Wir halten große Stücke auf unseren Individualismus. Aber vielleicht können wir dieser kollektiven Prägung nicht entrinnen. Zumindest aber ist es möglich, diese Prägung zu reflektieren. Was heißt es, in einem Land mit dieser Prägung zu leben, was bedeutet es für die Aufnahme von Flüchtlingen?

Eine innere "Stop-Taste"

Stellen Sie sich vor, das Rad der Geschichte liefe in eine andere Richtung und eines Ihrer Kinder wäre im Jahre 2060 Flüchtling im Kosovo. Richter ist ein albanischer Mann, dessen Mutter ein serbisches Konzentrationslager überlebte, und Ihre Anwältin eine hoch engagierte serbische Spezialistin für Asylrecht, deren Vater für seine Beteiligung an den Massakern verurteilt worden war. Es ist mir körperlich richtig unangenehm mir vorzustellen, daß mein Schicksal davon abhängen sollte, ob diese beiden Personen in der Lage sind, sich sachlich über meinen Fall zu verständigen. Wie geht es Ihnen bei dieser Vorstellung?

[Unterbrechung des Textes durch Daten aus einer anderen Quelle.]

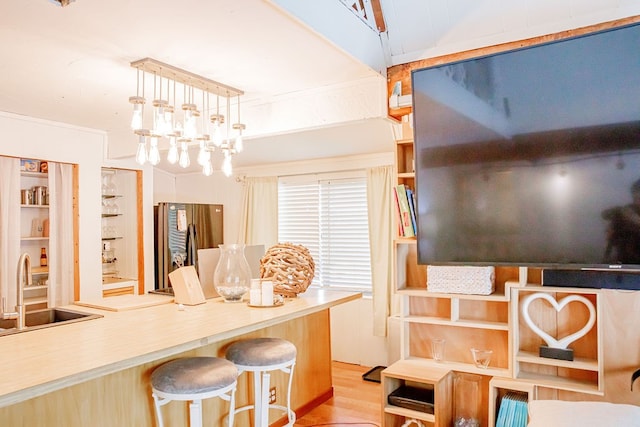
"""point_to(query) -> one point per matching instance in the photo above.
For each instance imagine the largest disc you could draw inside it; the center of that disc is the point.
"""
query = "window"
(328, 217)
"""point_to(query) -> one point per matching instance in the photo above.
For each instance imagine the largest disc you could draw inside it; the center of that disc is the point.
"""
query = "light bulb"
(184, 155)
(168, 120)
(154, 154)
(203, 154)
(191, 114)
(136, 118)
(207, 169)
(158, 116)
(217, 135)
(239, 145)
(227, 168)
(141, 154)
(172, 156)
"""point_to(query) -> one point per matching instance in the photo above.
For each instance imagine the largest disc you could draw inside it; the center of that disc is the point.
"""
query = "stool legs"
(195, 409)
(261, 406)
(195, 413)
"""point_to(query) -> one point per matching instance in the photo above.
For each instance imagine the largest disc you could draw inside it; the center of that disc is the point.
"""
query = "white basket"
(461, 279)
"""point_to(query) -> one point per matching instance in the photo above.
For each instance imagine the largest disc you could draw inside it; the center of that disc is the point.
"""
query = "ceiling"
(313, 74)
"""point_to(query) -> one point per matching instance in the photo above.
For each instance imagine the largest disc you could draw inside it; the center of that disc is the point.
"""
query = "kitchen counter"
(38, 364)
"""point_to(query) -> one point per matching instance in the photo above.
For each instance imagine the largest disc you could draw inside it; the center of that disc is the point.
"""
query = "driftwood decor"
(289, 266)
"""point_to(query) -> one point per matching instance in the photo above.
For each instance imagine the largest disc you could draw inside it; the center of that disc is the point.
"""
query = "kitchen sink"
(46, 318)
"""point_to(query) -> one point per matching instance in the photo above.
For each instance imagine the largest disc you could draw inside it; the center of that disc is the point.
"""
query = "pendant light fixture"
(190, 128)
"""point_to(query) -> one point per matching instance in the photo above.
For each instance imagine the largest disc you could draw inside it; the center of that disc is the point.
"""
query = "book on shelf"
(411, 196)
(397, 211)
(405, 214)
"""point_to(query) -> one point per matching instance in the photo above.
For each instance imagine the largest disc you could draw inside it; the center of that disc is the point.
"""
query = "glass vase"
(232, 276)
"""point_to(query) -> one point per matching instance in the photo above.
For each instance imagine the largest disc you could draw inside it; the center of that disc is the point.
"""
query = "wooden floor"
(355, 402)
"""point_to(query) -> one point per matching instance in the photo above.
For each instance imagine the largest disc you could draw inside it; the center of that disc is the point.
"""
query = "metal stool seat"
(261, 356)
(193, 379)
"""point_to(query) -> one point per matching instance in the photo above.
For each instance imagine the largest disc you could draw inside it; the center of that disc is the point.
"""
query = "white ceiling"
(72, 64)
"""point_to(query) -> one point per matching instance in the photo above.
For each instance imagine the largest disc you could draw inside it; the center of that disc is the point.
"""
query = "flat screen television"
(528, 157)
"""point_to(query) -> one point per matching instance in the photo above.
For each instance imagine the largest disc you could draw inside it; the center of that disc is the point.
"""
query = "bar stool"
(193, 379)
(261, 356)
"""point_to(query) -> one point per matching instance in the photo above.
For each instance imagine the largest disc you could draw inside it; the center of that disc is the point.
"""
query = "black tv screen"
(531, 157)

Ich persönlich würde am liebsten so tun, als sei diese Situation im Gerichtssaal keine Realität, sondern ein Film, der uns die Möglichkeit einräumen würde, ganz kurz auf die „Stop“-Taste zu drücken. Die Protagonisten, die Schauspieler, machen eine kurze Pause. Vielleicht trinken sie einen Schluck, vielleicht raucht der eine oder die andere eine Zigarette am Drehort. Und wir könnten uns kurz fragen: Moment mal. Welche Projektionen sind da gerade? Auf welche schlafenden Hunde sind wir gestoßen? Und was müssten die Protagonisten ändern, wie können wir die Szene noch mal drehen, wenn es einfach nur um diesen individuellen Flüchtling in der aktuellen Realität gehen sollte. Es geht um drei Menschen (Richter, Anwältin, Flüchtling), die auf eine bestimmte Weise miteinander verbunden sind und eine Aufgabe zu erledigen haben – es geht um einen Flüchtling im Gerichtssaal.

Vielleicht wäre es hilfreich, dann wenn unsere Emotionen Wogen schlagen, kurz aufzuhorchen und eine innere „Stop“-Taste drücken zu können. Nicht laut werden, nicht diskutieren, kurz innehalten („nach innen einhalten“). Dem schlafenden Hund einen Namen geben, sich danach mit voller Konzentration der aktuellen Realität zuwenden. Und um schließlich angemessene, humane und sinnvolle Lösungen zu finden für globale Phänomene wie Flüchtlingsströme und Zuwanderung, anstatt sich weiterhin mit verteilten Rollen in einem Schattentheater der Vergangenheit aufzureiben.